I hate spaghetti code. Warzone 2100, among other things, showed me why back in 2011. C code, globals everywhere. You change one variable and three things break that seem to have nothing to do with it. You read the code and can’t tell where a decision begins and where it ends.

For three years — from 2022 to 2025 — I worked on go-orb. Alone. A framework for distributed systems, meant as the successor to go-micro. Config from anywhere, service discovery, RPC, streaming, pub/sub, kvstore, metrics. Every new idea became a feature, every feature a plugin.

The question was always: what might a user need?

Eventually go-orb could do everything. go-micro’s plugin architecture made it easy — and kept adding more and more code that bloated the complexity further.

@bketelsen had an early version of incus-compose, I later had my own. Docker Compose for Incus — an idea I understood right away. I sent a patch that never landed. His version died.

It made everything possible anyway. It proved the concept works and cleared the path. Without it, my start would have been much harder.

First version of my own. I wanted to get it running fast. Everything landed in one client struct: EnsureService, EnsureNetwork, EnsureImage, AttachPoolVolume. One method per resource type, all on the same object. The compose types right inside it.

It ran. I knew right away: this will catch up with me.

It had caught up with me. So back to the principles: KISS (Keep it simple, stupid). The second attempt was built exactly on that: resources and priorities. I gave each resource a number: profiles 512, images 1024, networks 2048, instances 8192. Whatever has the smaller number goes first. No dependency graphs, no topological-sort overhead — just numbers, and sortable.

The idea was right. But the parts still knew too much about each other. Connections where there should have been none.

Third attempt. I started with a different question.

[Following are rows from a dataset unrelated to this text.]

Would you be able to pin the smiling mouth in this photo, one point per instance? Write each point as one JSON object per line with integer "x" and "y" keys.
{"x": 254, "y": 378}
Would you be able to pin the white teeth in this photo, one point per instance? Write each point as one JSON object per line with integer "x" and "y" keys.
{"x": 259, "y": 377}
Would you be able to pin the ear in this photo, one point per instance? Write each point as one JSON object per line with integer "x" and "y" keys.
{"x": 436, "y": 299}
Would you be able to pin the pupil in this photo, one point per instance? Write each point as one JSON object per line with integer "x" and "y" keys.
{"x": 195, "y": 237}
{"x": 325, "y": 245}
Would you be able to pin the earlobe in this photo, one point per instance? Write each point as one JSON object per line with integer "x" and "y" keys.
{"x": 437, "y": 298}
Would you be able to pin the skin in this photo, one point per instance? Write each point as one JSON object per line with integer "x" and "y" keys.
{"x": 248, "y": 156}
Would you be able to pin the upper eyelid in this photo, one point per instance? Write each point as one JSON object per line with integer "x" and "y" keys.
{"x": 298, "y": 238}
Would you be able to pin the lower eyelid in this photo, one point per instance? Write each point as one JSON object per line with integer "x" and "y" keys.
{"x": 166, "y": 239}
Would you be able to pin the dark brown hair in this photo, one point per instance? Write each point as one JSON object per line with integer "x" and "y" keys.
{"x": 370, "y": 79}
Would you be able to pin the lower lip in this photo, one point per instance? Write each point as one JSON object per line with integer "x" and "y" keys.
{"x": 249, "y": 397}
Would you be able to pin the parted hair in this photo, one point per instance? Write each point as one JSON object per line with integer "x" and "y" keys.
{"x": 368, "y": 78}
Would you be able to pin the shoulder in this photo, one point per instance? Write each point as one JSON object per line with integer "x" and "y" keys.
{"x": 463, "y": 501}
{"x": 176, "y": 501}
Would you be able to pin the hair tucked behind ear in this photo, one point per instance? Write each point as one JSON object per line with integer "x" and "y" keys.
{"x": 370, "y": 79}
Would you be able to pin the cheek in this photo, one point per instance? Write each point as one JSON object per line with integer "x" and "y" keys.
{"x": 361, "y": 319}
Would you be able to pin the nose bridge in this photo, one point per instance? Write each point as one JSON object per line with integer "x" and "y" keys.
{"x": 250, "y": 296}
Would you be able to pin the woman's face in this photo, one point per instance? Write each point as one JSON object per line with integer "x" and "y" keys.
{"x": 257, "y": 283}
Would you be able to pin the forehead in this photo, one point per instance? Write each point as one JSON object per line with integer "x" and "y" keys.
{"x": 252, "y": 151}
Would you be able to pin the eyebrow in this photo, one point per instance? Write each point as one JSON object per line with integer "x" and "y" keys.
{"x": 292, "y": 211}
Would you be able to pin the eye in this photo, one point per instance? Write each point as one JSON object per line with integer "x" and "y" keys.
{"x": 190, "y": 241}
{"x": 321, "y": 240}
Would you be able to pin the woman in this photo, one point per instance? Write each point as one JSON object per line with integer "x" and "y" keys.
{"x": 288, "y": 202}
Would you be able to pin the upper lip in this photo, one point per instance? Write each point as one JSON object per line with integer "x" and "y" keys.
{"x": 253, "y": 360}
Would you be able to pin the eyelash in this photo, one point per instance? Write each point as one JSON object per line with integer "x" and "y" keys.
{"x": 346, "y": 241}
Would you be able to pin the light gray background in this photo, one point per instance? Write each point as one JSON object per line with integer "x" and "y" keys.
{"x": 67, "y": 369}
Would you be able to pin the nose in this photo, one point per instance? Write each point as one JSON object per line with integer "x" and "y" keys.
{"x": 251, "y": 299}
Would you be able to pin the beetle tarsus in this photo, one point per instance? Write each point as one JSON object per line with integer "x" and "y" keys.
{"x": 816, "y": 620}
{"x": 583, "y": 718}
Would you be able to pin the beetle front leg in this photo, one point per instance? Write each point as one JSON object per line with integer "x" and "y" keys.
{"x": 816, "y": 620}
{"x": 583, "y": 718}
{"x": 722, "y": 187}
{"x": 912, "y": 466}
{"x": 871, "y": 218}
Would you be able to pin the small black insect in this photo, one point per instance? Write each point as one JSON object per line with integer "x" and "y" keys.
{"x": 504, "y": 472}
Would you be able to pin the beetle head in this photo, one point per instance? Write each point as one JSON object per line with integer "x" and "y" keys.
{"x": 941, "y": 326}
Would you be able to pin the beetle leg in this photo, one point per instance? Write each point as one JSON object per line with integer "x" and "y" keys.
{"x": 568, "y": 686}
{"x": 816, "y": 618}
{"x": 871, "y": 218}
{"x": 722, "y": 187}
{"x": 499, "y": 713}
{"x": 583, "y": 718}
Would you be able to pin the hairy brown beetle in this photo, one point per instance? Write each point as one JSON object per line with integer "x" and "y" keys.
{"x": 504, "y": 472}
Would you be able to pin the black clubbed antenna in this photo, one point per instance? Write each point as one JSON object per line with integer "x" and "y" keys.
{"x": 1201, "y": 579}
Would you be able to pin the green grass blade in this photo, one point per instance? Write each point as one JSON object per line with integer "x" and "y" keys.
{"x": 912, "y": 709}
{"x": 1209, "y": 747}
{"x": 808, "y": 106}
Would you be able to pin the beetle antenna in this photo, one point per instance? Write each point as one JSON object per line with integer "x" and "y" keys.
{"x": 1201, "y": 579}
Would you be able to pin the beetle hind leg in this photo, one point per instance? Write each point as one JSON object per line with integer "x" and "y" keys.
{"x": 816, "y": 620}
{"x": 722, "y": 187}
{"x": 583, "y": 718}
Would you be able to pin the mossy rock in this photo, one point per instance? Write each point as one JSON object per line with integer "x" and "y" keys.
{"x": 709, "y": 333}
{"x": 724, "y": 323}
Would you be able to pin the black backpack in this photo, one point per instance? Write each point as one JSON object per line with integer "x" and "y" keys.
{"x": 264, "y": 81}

What does someone actually need to run containers with incus-compose?

up, down, list.

A resource interface that treats every resource the same. A stack that orders by priority and runs them. Hooks before and after every action — logging, dry-run, error context, all without touching the core. That was all.

A hook looks like this:

client.AddHookBefore(func(action Action, r Resource, opts Options, err error) error {
    if dryRun {
        fmt.Printf("would %s %s\n", action, r.Name())
        return ErrAborted
    }
    return err
})

The core knows nothing about it. It calls the hook, the rest is the caller’s business.

Sentinel errors enrich themselves:

return ErrNotFound.WithResource(r)
// → "not found: Instance(web-1)"

No more fmt.Errorf("instance %s: %w", name, err). Every error carries its context with it — automatically, because the after-hook handles that for every resource.

The first time I added a new resource and it just fit into the stack — no special cases, no changes anywhere else — I stopped typing for a moment.

Boring. Exactly how it should be.

It started to be fun.

go-orb: three years of work. No users. incus-compose: two months. Several.


By René Jochum and Claude (Anthropic). License: CC-BY-4.0.